Il discorso più lungo nella storia della fiducia ai governi, calcolano gli esperti: 72 minuti, che lasciano un po' stremati anche i pur motivatissimi fan di Palazzo Madama.
La claque è energica e ben organizzata. Ai senatori grillini è stato spiegato che, se battono anche i piedi, il risultato è più fragoroso ed energizzante per l'oratore: così usano tutte e quattro le estremità. I Cinque Stelle partono puntuali con gli applausi quando Giuseppe Conte cita i capitoli made in Casaleggio: «No a vitalizi e pensioni d'oro»? Clap Clap Clap. I leghisti fanno lo stesso con i loro: «Stop al business dell'immigrazione»? Clap Clap Clap. Sul reddito di cittadinanza sorvola ma ci sono i temi unificanti: più galera per tutti? Super-Clap. Alla fine, saranno cinquantasette gli applausi, più una gazzarra con la maggioranza in piedi a urlare «fuori la Mafia (cioè gli altri partiti, ndr) dallo Stato» quando Conte rivendica, con un guizzo di improvvisa foga oratoria, le caratteristiche «populiste» e «anti-sistema» del suo governo, perché è così- spiega - che si «ascoltano i bisogni della gente» e si «rimuovono le storture del vecchio sistema».
Il neo premier esordisce presentandosi ufficialmente nel ruolo che gli è stato affidato dai capi partito che lo sorreggono: «Garante dell'attuazione del Contratto per il Governo del cambiamento», con tanto di maiuscole nel testo scritto che fa diffondere. E riesce a suscitare anche un attimo di incredula ilarità nelle file dell'opposizione quando, con aria solenne e compunta, sottolinea il «cambiamento radicale di cui siamo orgogliosi» nella gestazione di questo governo, rispetto a «prassi che prevedevano scambi nel chiuso di conciliaboli tra leader politici, per lo più incentrati sulla ripartizione di ruoli personali». Cancellando d'un tratto novanta giorni di blindatissimi vertici Salvini-Di Maio sul tema «Faccio il premier io», «No, tu no». Un altro momento di indignazione dai banchi Pd e Forza Italia si scatena quando il neo premier (mostrando tutta la sua inesperienza in materia di rapporti parlamentari) declama: «Al fine di onorare la centralità del Parlamento, vi anticipo sin d'ora che è mia intenzione applicare l'istituto delle interrogazioni a risposta immediata». Ossia qualcosa che, con il nome di Question time, si fa da varie legislature, con tanto di diretta tv, ma che il neofita Conte sbandiera come segno del «cambiamento radicale». Per non parlare delle proteste che si scatenano quando il Presidente del Consiglio lancia un chiaro e tondo appello al trasformismo dei voltagabbana, quelli che la sua maggioranza annunciava di volere espellere dal Parlamento: «Siamo disponibili a valutare l'apporto di gruppi che vorranno condividere il nostro cammino e aderire successivamente al nostro contratto di governo».
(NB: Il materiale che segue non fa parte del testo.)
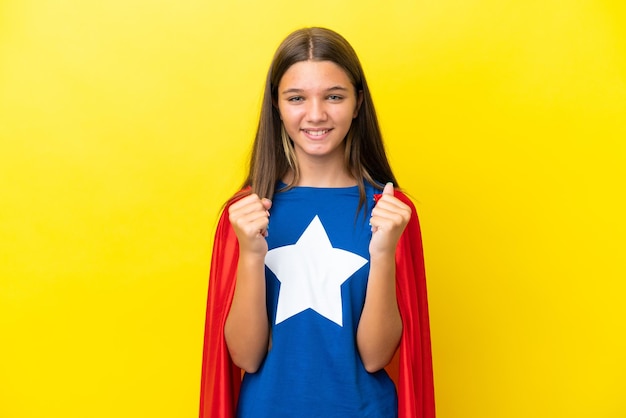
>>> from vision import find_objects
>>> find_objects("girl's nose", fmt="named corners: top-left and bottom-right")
top-left (307, 100), bottom-right (327, 122)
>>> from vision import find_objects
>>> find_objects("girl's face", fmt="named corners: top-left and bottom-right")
top-left (277, 61), bottom-right (361, 164)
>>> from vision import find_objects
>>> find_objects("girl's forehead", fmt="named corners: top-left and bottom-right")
top-left (279, 60), bottom-right (352, 90)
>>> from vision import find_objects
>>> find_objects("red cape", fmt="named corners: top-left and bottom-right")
top-left (200, 191), bottom-right (435, 418)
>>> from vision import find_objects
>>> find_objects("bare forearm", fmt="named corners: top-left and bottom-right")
top-left (224, 255), bottom-right (269, 372)
top-left (357, 251), bottom-right (402, 372)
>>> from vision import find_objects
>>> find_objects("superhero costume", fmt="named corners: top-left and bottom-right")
top-left (200, 187), bottom-right (435, 418)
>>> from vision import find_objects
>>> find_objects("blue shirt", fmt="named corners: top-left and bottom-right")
top-left (237, 185), bottom-right (397, 418)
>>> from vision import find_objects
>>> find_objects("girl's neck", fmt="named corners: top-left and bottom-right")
top-left (283, 164), bottom-right (357, 187)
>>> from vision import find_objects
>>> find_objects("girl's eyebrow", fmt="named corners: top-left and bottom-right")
top-left (281, 85), bottom-right (348, 94)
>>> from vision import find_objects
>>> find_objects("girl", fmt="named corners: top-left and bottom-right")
top-left (200, 28), bottom-right (434, 418)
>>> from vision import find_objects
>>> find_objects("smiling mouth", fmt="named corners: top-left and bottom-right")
top-left (303, 129), bottom-right (330, 136)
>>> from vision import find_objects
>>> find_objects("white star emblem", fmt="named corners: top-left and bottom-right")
top-left (265, 216), bottom-right (367, 326)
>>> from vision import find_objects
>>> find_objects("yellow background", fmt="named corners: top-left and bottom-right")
top-left (0, 0), bottom-right (626, 418)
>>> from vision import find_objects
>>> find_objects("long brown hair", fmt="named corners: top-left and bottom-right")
top-left (238, 27), bottom-right (398, 207)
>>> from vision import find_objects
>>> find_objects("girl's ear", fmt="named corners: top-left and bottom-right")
top-left (352, 90), bottom-right (363, 119)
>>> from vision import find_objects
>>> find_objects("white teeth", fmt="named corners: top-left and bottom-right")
top-left (304, 130), bottom-right (328, 136)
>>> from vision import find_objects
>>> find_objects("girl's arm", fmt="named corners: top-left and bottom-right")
top-left (357, 184), bottom-right (411, 373)
top-left (224, 194), bottom-right (272, 373)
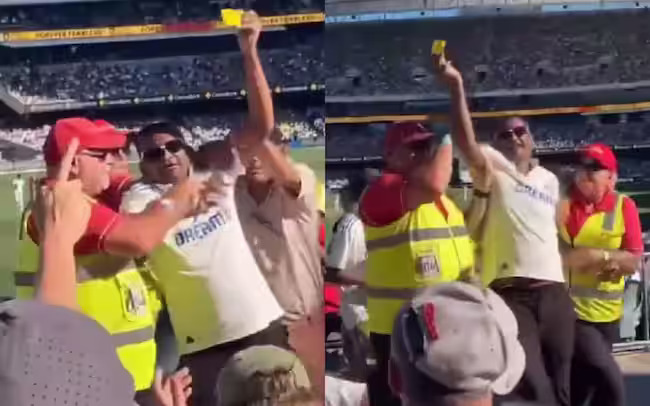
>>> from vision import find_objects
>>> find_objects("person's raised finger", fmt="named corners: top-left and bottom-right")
top-left (56, 138), bottom-right (79, 182)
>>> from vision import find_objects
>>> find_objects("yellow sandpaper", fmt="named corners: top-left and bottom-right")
top-left (221, 8), bottom-right (244, 27)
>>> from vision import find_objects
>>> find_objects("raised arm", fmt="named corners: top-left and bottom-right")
top-left (433, 55), bottom-right (486, 172)
top-left (236, 11), bottom-right (275, 148)
top-left (35, 141), bottom-right (90, 310)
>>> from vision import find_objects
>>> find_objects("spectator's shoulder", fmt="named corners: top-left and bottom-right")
top-left (120, 181), bottom-right (165, 213)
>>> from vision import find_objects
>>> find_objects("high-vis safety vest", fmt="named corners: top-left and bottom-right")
top-left (14, 208), bottom-right (161, 390)
top-left (560, 194), bottom-right (625, 323)
top-left (365, 196), bottom-right (474, 334)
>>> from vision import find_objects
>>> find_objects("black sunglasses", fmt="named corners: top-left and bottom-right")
top-left (578, 160), bottom-right (607, 172)
top-left (79, 148), bottom-right (120, 161)
top-left (142, 140), bottom-right (185, 161)
top-left (408, 137), bottom-right (439, 156)
top-left (497, 125), bottom-right (528, 140)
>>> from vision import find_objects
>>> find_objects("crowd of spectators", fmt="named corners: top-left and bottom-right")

Per il resto, il discorso («Tutto di suo pugno», giura il boss della Comunicazione casaleggiana, Rocco Casalino, ora in forza a Palazzo Chigi) è un lungo elenco di buoni propositi e uno slalom tra istanze grilline e leghiste, slogan da campagna elettorale e necessità del governo e dei rapporti internazionali. Un inchino a Putin («Siamo fautori di un'apertura alla Russia») e un omaggio alla Nato; una strizzata d'occhio agli anti-Europa e una alla Ue. Tanto che l'istituto YouTrend calcola che la formula più usata dal prof è il celebre, veltroniano «Ma anche».
Se ne accorge Ignazio La Russa, che nel suo intervento gli fa tana: «Ha ripetuto ma anche 51 volte, come certi capi della sinistra...». E anche sugli sfoggi di erudizione l'incidente è in agguato: Conte evoca il discorso di Dostevskij su Puskin. Peccato sia una citazione presa pari pari da un recente intervento di Macron.